The logistic equation is parabolic like the quadratic mapping with ƒ(0) = ƒ(1) = 0 and a maximum of ¼r at ½. Varying the parameter changes the height of the parabola but leaves the width unchanged. (This is different from the quadratic mapping which kept its overall shape and shifted up or down.) The behavior of the system is determined by following the orbit of the initial seed value. All initial conditions eventually settle into one of three different types of behavior.
- Fixed: The population approaches a stable value. It can do so by approaching asymptotically from one side in a manner something like an over damped harmonic oscillator or asymptotically from both sides like an under damped oscillator. Starting on a seed that is a fixed point is something like starting an SHO at equilibrium with a velocity of zero. The logistic equation differs from the SHO in the existence of eventually fixed points. It's impossible for an SHO to arrive at its equilibrium position in a finite amount of time (although it will get arbitrarily close to it).
- Periodic: The population alternates between two or more fixed values. Likewise, it can do so by approaching asymptotically in one direction or from opposite sides in an alternating manner. The nature of periodicity is richer in the logistic equation than the SHO. For one thing, periodic orbits can be either stable or unstable. An SHO would never settle in to a periodic state unless driven there. In the case of the damped oscillator, the system was leaving the periodic state for the comfort of equilibrium. Second, a periodic state with multiple maxima and/or minima can arise only from systems of coupled SHOs (connected or compound pendulums, for example, or vibrations in continuous media). Lastly, the periodicity is discrete; that is, there are no intermediate values.
- Chaotic: The population will eventually visit every neighborhood in a subinterval of (0, 1). Nested among the points it does visit, there is a countably infinite set of fixed points and periodic points of every period. The points are equivalent to a Cantor middle thirds set and are wildly unstable. It is highly likely that any real population would ever begin with one of these values. In addition, chaotic orbits exhibit sensitive dependence on initial conditions such that any two nearby points will eventually diverge in their orbits to any arbitrary separation one chooses.
The behavior of the logistic equation is more complex than that of the simple harmonic oscillator. The type of orbit depends on the growth rate parameter, but in a manner that does not lend itself to "less than", "greater than", "equal to" statements. The best way to visualize the behavior of the orbits as a function of the growth rate is with a bifurcation diagram. Pick a convenient seed value, generate a large number of iterations, discard the first few and plot the rest as a function of the growth factor. For parameter values where the orbit is fixed, the bifurcation diagram will reduce to a single line; for periodic values, a series of lines; and for chaotic values, a gray wash of dots.

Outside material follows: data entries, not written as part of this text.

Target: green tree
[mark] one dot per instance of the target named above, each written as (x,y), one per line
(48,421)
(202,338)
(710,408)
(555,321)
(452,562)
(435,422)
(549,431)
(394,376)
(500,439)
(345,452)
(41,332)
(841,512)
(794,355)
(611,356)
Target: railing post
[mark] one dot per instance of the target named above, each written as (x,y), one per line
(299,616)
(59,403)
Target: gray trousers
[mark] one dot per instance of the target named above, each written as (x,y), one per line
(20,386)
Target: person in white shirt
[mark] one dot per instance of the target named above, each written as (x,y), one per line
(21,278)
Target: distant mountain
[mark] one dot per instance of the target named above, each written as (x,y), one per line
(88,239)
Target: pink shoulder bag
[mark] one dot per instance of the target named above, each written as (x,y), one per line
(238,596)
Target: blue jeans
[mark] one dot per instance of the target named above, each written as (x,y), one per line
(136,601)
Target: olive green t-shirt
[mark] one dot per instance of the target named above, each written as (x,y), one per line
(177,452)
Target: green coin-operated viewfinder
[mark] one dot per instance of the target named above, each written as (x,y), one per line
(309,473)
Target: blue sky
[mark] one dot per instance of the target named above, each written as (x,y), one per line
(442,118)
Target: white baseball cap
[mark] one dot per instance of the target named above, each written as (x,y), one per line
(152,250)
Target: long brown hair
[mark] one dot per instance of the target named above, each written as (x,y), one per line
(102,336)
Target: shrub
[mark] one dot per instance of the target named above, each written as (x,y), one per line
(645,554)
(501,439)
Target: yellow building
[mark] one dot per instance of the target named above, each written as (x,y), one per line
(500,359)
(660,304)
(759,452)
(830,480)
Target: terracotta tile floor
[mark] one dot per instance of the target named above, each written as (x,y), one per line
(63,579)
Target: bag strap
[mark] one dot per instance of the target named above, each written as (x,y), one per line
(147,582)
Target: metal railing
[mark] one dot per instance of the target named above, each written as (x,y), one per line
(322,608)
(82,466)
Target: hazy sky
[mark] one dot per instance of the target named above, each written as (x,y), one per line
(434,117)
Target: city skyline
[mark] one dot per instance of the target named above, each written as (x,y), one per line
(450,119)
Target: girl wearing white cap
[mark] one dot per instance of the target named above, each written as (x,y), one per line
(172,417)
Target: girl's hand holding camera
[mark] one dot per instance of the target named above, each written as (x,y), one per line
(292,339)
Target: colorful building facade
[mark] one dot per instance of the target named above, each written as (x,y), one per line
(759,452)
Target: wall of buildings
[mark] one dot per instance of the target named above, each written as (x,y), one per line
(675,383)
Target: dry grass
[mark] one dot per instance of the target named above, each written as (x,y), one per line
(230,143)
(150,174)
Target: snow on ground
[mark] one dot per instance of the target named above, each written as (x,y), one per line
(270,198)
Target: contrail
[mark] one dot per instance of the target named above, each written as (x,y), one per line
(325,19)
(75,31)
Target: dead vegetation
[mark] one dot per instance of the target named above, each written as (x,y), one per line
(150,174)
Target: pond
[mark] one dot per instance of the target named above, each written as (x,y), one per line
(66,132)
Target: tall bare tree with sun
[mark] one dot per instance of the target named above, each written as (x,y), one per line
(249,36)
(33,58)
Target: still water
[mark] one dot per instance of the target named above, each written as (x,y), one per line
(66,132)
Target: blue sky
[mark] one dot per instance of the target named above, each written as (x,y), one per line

Since the first two chapters of this work were filled will bifurcation diagrams and commentary on them, I won't go much into the structure of the diagram other than to locate the most prominent features. There are two fixed points for this function: 0 and 1 − 1/r, the former being stable on the interval (−1, +1) and the latter on (1, 3). A stable 2-cycle begins at r = 3 followed by a stable 4-cycle at r = 1 + √6. The period continues doubling over ever shorter intervals until around r = 3.5699457… where the chaotic regime takes over. Within the chaotic regime there are interspersed various windows with periods other than powers of 2, most notably a large 3-cycle window beginning at r = 1 + √8. When the growth rate exceeds 4, all orbits zoom to infinity and the modeling aspects of this function become useless.